The semi-official Fars news agency pointed to “destructive roles of France and Israel” for the failure of negotiators to reach an interim deal after three days of talks between Iran and six world powers: the United States, Russia, China, France, Britain and Germany. Fars accused French Foreign Minister Laurent Fabius, who told French radio that Paris could not accept a “sucker’s deal,” of packing a metaphorical “revolver” to the sessions.
Israel, Iran’s archenemy, is not party to the nuclear negotiations, but various Iranian observers said its influence was succeeding in stalling progress in Geneva. Israeli Prime Minister Benjamin Netanyahu blasted the potential accord as “the deal of the century” for Iran even before any of its terms were made public.
Reports from Geneva indicated that France had raised objections to several terms of a possible preliminary agreement, including the status of Iran’s uranium enrichment program and a heavy-water reactor under construction in Arak, 200 miles southwest of Tehran. Hard-liners assailed the inclusion of the Arak facility in the talks.
“This is a new pretext raised by France on behalf of Israel,” said Hamid Reza Taraghi, an influential conservative analyst.

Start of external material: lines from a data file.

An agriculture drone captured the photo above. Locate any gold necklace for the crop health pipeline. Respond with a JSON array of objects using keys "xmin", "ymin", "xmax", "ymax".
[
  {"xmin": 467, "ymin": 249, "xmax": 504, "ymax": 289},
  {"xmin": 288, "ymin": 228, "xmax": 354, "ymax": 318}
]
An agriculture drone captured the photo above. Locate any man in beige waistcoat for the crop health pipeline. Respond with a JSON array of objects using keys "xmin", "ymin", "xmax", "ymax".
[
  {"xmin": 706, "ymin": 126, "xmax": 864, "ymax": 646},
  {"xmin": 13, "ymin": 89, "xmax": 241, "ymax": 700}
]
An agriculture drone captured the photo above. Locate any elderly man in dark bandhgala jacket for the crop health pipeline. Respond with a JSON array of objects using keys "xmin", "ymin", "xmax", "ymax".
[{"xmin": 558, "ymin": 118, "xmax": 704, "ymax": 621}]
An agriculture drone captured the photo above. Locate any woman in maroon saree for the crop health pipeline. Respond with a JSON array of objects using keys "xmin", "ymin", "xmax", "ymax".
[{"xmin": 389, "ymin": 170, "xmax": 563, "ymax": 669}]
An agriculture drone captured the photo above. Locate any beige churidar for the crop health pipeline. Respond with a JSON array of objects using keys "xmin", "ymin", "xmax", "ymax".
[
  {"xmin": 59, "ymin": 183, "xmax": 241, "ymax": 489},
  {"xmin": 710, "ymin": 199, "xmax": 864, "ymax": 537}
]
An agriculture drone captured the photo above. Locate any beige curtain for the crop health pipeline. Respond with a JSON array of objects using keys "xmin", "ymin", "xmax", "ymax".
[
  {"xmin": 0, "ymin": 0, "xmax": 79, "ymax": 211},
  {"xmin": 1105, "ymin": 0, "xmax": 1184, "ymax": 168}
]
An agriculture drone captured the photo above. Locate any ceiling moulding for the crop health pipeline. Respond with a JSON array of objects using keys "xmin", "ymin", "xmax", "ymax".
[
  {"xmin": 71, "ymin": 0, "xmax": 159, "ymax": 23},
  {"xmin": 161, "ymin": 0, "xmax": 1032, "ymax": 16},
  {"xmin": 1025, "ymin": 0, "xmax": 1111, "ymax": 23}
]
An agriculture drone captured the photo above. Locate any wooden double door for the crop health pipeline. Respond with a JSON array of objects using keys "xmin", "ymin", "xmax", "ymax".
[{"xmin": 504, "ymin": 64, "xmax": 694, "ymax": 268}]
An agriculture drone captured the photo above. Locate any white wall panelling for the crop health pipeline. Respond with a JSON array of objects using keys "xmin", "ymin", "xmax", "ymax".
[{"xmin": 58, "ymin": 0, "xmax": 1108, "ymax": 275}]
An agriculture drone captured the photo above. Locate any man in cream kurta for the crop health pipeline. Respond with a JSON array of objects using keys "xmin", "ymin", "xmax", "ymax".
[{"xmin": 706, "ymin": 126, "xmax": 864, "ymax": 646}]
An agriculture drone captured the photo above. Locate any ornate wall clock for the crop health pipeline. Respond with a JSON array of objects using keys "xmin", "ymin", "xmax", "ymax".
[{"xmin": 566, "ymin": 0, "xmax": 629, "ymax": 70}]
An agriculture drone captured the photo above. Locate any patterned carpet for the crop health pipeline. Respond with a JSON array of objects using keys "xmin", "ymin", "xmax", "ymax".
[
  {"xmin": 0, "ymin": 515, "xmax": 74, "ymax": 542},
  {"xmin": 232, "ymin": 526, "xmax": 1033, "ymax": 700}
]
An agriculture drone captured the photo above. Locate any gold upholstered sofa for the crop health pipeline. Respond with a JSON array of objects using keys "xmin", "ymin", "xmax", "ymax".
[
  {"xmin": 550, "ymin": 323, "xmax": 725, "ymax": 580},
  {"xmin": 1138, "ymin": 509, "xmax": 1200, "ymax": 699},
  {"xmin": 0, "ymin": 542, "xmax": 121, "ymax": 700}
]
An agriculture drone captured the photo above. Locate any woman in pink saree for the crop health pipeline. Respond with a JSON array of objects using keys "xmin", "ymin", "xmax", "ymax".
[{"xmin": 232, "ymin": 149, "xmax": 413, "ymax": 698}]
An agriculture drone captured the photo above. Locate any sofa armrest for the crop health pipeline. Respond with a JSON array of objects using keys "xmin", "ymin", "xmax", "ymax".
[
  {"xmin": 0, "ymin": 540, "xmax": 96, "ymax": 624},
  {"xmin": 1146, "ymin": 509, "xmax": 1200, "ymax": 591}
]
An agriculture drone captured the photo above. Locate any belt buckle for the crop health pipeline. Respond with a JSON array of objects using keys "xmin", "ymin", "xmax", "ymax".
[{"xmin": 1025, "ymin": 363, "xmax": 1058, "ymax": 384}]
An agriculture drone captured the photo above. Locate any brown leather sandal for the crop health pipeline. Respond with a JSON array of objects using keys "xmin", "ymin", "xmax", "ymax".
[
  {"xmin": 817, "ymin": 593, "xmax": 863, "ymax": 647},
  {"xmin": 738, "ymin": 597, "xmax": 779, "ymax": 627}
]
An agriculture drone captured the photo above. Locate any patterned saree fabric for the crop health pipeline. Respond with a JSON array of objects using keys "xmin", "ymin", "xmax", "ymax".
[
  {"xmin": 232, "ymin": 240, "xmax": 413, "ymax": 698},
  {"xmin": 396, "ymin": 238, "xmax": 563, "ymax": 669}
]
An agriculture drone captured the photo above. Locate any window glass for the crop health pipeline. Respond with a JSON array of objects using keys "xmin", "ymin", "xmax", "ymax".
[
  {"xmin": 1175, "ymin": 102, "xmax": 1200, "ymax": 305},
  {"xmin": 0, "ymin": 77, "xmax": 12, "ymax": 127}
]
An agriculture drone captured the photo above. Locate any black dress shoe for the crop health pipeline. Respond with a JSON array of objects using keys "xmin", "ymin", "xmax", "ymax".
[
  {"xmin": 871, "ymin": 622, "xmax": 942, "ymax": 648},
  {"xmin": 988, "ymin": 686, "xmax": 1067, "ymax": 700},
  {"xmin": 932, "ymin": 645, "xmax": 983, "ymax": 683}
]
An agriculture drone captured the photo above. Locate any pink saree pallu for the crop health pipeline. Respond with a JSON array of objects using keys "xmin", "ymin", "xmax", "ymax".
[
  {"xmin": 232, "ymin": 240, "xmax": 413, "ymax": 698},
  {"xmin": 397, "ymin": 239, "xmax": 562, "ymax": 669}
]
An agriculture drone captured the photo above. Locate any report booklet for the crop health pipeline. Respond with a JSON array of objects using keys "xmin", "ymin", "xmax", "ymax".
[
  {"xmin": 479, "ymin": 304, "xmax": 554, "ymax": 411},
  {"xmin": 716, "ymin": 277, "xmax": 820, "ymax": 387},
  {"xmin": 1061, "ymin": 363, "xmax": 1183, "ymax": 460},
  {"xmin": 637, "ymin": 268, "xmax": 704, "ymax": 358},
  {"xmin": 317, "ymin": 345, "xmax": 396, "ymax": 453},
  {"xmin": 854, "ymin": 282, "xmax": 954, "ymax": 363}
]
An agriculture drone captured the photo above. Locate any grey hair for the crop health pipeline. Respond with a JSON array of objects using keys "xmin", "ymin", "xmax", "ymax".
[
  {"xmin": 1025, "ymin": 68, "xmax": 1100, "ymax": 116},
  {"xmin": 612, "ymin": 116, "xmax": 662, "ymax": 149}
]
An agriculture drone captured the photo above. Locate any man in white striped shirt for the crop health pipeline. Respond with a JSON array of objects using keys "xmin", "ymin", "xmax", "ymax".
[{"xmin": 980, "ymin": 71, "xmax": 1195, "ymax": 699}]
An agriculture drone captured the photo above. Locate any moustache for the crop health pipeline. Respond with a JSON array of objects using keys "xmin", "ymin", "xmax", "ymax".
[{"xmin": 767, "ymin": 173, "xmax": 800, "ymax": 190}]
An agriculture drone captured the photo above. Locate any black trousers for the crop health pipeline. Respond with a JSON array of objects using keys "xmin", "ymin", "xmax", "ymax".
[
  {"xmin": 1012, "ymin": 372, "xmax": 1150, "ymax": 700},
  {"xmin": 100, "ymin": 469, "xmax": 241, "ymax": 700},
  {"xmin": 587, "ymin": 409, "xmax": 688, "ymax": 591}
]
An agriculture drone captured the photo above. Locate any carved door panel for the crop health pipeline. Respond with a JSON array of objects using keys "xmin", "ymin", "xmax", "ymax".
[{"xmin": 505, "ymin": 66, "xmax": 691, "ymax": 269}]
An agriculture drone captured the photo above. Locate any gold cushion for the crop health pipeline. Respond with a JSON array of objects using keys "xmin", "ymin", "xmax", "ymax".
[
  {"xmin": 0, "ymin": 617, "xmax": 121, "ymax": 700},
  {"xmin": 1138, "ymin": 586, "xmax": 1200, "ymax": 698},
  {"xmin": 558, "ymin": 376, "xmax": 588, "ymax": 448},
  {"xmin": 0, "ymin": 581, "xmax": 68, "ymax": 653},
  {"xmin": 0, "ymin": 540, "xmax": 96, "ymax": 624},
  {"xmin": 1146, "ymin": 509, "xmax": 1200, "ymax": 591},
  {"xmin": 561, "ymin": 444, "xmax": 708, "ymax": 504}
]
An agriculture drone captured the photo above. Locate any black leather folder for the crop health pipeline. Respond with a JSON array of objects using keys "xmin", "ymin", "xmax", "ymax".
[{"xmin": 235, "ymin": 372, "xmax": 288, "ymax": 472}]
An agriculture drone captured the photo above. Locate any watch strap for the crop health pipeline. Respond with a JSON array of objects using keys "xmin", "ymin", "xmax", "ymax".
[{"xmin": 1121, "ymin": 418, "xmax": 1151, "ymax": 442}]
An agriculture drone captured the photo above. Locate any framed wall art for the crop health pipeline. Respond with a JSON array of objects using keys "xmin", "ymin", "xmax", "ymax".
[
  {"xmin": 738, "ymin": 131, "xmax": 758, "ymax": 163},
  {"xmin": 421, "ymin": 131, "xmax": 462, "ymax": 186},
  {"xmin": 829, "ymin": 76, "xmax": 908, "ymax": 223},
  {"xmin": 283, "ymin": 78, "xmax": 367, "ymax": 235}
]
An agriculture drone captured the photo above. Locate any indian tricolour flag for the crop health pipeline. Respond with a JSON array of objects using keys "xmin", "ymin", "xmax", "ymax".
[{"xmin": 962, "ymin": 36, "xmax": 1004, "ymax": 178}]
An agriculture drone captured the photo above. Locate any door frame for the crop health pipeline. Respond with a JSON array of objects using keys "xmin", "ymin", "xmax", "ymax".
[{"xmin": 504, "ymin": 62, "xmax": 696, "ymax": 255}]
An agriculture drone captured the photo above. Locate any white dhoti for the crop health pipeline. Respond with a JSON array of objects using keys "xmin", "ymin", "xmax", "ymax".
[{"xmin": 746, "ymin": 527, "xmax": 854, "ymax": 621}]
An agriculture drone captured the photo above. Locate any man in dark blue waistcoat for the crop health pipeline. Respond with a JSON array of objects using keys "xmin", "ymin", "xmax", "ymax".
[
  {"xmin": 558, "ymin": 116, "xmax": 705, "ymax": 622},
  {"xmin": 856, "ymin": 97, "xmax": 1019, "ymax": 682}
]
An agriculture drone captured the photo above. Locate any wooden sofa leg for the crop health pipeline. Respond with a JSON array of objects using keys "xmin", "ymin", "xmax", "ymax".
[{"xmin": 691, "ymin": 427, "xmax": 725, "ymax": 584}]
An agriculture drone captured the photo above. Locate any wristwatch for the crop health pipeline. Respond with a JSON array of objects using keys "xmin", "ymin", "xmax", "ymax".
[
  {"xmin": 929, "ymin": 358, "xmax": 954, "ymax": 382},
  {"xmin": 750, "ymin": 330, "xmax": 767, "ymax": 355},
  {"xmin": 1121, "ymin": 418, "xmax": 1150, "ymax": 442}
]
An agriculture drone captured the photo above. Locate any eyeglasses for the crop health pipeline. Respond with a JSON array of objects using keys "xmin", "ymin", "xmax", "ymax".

Rouhani, whose administration marked its 100th day in office on Sunday, insisted that Iran would not retreat from any “red lines,” including Tehran’s avowed right to enrich uranium, a contentious issue because enrichment can lead to weapons-grade material.
“We have said to the negotiating sides that we will not answer to any threat, sanction, humiliation or discrimination,” Rouhani said during a speech to the National Assembly, according to Iran’s student news service. “For us there are red lines that cannot be crossed.”